I’ve got this rotten dog I picked up from the pound. This dog will destroy everything you hold dear, everything of beauty. He trashed my front yard, digging holes, churning the earth into a lunar landscape. I planted some flowers.
He dug them up.
I planted grass. He dug craters in it.
I replant them.
It’s a contest of wills.
This dog is smart. He knows I hold those flowers in esteem.
Whenever anyone passes by the fence in the front yard, the dog charges and barks, launches himself through the air and hits the fence. He’s knocking the fence down. I got a note from the police department warning me about my dog and my flimsy fence.
He chewed my war trophy, a North Korean propaganda leaflet dropped on me by a MIG.
I want to get rid of him. I’d like to take him out in back, line him up against a wall, and execute him with a small pistol. No blindfold. I’ll give him a cigarette first. But no turning his back to me. Right between the eyes.
This dog has beady, criminal eyes.
He looks like a wild African dingo dog, one of those mongrel beasts with pointy ears that run in packs and rip to shreds anything standing with warm blood.
Why did I buy this dog? Because my kid wanted to buy something. An impulse. To be the good dad, I went along. I didn’t feel like objecting and the inevitable arguing afterwards. I’m paying the price.
Execution is too good for him. I’d like to drive this dog 100 miles away, kick him out of the car near an amusement park, and take off. But knowing this dog as I do, he’ll show up back here……with three stray dogs.
By the way.
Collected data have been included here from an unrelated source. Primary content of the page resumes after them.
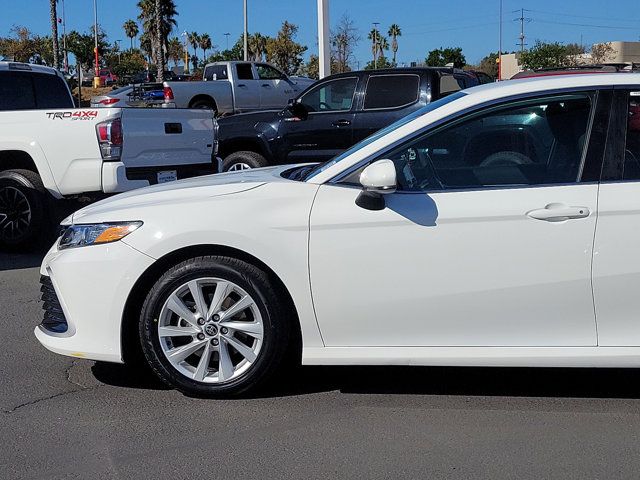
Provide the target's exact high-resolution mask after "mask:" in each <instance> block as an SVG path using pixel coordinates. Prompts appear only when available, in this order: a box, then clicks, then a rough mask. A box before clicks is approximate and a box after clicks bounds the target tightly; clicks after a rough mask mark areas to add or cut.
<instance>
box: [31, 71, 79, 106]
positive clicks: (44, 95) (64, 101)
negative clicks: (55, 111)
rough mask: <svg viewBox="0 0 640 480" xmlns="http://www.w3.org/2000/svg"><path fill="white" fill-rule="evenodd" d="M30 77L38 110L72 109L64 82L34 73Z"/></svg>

Did you know? I’m the anti-Christ to truckers on the highway.
I drive 55 mph in the slow lane. That’s with the pedal floored. My car won’t go any faster. This trucker pulls up behind and because of me is forced to go the speed limit. He’s mad. He’s so close I can see the word “Kenwood” on his grill almost pressed against my rear window.
I slow up.
The more he tailgates, the slower I go.
He honks his horn. What am I supposed to do, drive in the bike lane? So he can pass?
To hell with him.
This is a contest of wills also.
We’re passing a construction site with twenty Port-O-Sans all lined up, potty to potty, portable toilets. If this were a western, it would be titled, “Showdown at San Puerto.”
I hold my hands off the steering wheel, out to the sides, out the window, indicating to him, “What do you expect me to do jerk?”
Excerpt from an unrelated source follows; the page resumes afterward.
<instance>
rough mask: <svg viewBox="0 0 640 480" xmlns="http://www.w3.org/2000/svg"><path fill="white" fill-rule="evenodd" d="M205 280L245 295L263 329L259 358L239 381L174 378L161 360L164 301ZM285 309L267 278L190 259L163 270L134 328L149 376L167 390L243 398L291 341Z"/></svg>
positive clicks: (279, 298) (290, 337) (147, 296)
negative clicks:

He’s up above in the cab somewhere, out of sight, cursing me. I’ll bet his name is Sparky.
Now we’re going only 45 mph. “The more you tailgate, the slower we’ll go. If I speed up in fear, you’d still tailgate me at 65 mph anyway. No fear. Nothing to lose.”
Finally, in rage, he veers to the left and passes me in the fast lane, flipping the bird (he has a bumper sticker that reads, “How’s My Driving? Call 1-800-Courtesy-Safety).”